With winter still holding its icy grip on trails and with the increase of popularity of winter riding made more possible by fat bikes and other technology, Maxxis has introduced three new treads featuring studs for added grip on ice and hard pack snow.
The new Maxx Ice 700x40c gravel tire, Matterhorn 29x2.25-inch Tubeless Ready EXO tire, and Colossus 26x4.8-inch Tubeless Ready and tube type tires are all designed with harsh winter conditions in mind. Maxxis has developed a cold-weather compound that is designed to remain soft and supple even in cold conditions. Combined with strategic siping, the cold weather tires can easily conform to the icy terrain and provide a larger area of contact with less deflection, giving riders ample traction. The carbide-tipped studs give riders about 1.2mm of penetration for maximum grip. All three tires will be available in Fall '17, just in time for next winter.
Mulberry Gap is located about 2.5 hours northwest of Atlanta near sections of the Pinhoti trail that stretches 335 miles across parts of Alabama and Georgia. The public land surrounding the area features a variety of terrain including fast, wide-open water bar hucks, smooth flowy singletrack, and some fast, chunky rock gardens. This area was great for getting to compare some 29x25-inch Wide Trail tires with some new 2.8 and 3.0 plus constructions.
Aboard a Pivot Switchblade loaner, the first few shuttles were spent getting to know the terrain and getting my legs back after a day of travel. I chose the ride the 29-inch setup first as it was most similar to my everyday ride. After having a bit of time with the bike underneath me, I began to really push the 2.5 Minion DHF that was up front. The traction was on par with the 2.3 Minion DHF that is normally fitted to the front of my bike, but I did feel like the ride was a little bit harsh. After some tweaking to the air pressure in the tire, I was able to get the right balance between compliance and overall support. This was about 2.5psi less than I typically ride in my 2.3’s on a similar width rim. The tire performed well in the variety of conditions on the Bear Creek trail, feeling similar in weight and ride quality as the 2.3 I am used to.
The following day, I opted to switch over to the 27.5 plus wheels and tires to get a direct comparison between the two setups on the same bike.

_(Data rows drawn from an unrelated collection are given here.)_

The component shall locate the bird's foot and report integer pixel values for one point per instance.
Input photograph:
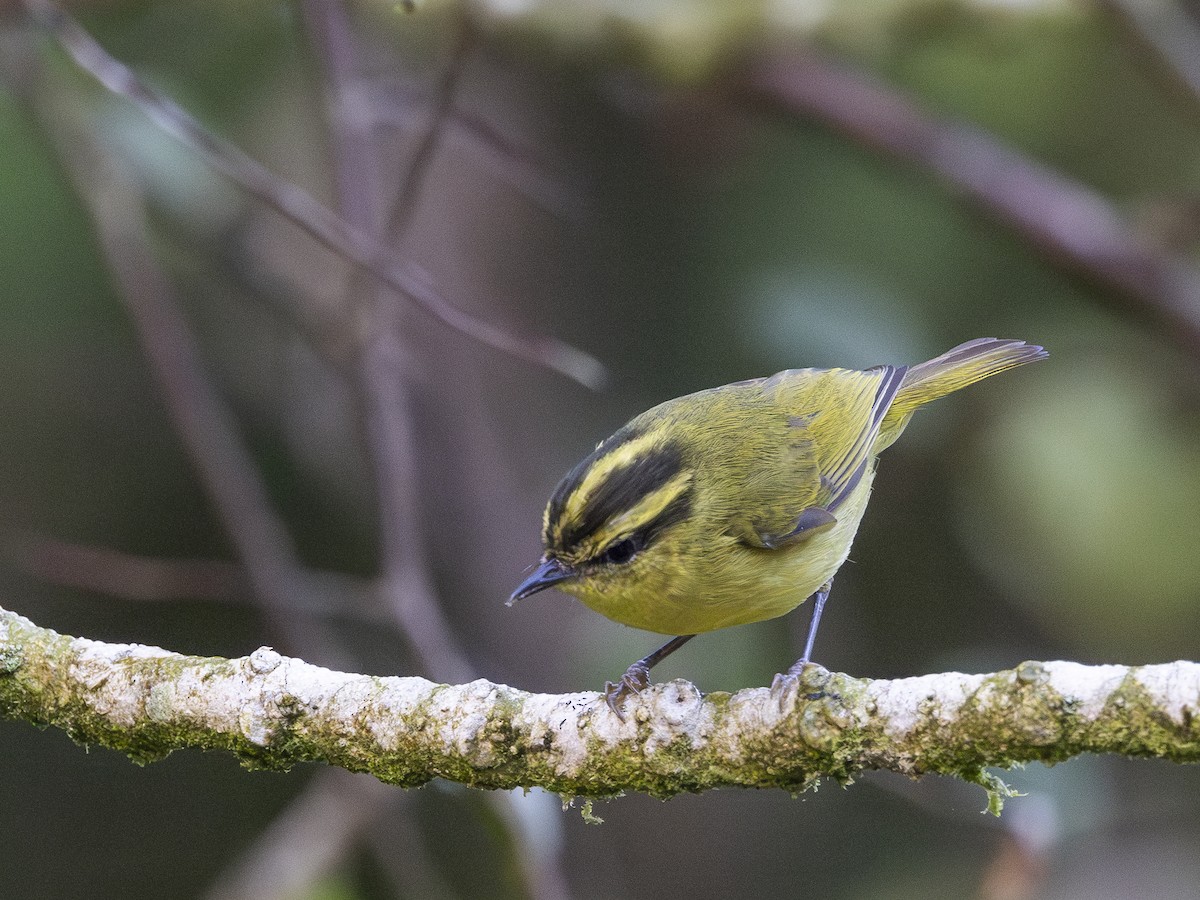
(785, 688)
(635, 681)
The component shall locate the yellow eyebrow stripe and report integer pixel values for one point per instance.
(622, 456)
(645, 511)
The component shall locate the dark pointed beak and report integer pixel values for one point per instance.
(546, 575)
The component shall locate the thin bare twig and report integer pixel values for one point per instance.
(130, 576)
(391, 106)
(1169, 31)
(205, 424)
(383, 382)
(352, 243)
(102, 570)
(1059, 216)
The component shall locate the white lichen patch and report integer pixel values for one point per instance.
(677, 711)
(1085, 689)
(1174, 688)
(907, 702)
(562, 718)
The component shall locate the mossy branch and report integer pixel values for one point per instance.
(273, 712)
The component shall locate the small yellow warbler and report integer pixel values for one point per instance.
(737, 503)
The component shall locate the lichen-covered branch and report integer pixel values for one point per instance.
(274, 712)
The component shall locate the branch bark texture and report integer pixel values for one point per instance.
(274, 712)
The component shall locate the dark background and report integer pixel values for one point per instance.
(604, 178)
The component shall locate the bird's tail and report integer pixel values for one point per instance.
(966, 364)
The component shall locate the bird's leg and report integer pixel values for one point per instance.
(637, 676)
(789, 682)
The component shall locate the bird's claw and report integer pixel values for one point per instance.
(786, 685)
(635, 681)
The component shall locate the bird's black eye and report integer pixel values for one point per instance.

This time the bike featured a 3.0 High Roller II up front and a 2.8 Rekon with the latest re-enforced Silk Shield construction on the rear. My initial impression was that the plus setup seemed to drop the bottom bracket by a noticeable margin as I smashed the crank in scenarios I hadn’t the day before. The steering was noticeably more sluggish and didn’t have the same snap to it as the 29er setup. Once I grew more comfortable with the feel of the bike with the plus tires, I began to push them harder and harder. It seemed very hard to find the right tire pressure and the perfect balance - with too much air the tires felt bouncy like a basketball, and with not quite enough air, the casing would roll in high-force corners and g-outs. The traction was really impressive in looser climbing conditions, and I found I could just get comfortable and grind away.
Unfortunately, this test was relatively short, just over two days time. The plus tires did give me confidence once I found an ideal pressure and I would start to enjoy their advantages more. Plus is certainly not for all riders, so I am looking forward to trying out some 2.6 Wide Trail tires when they become available.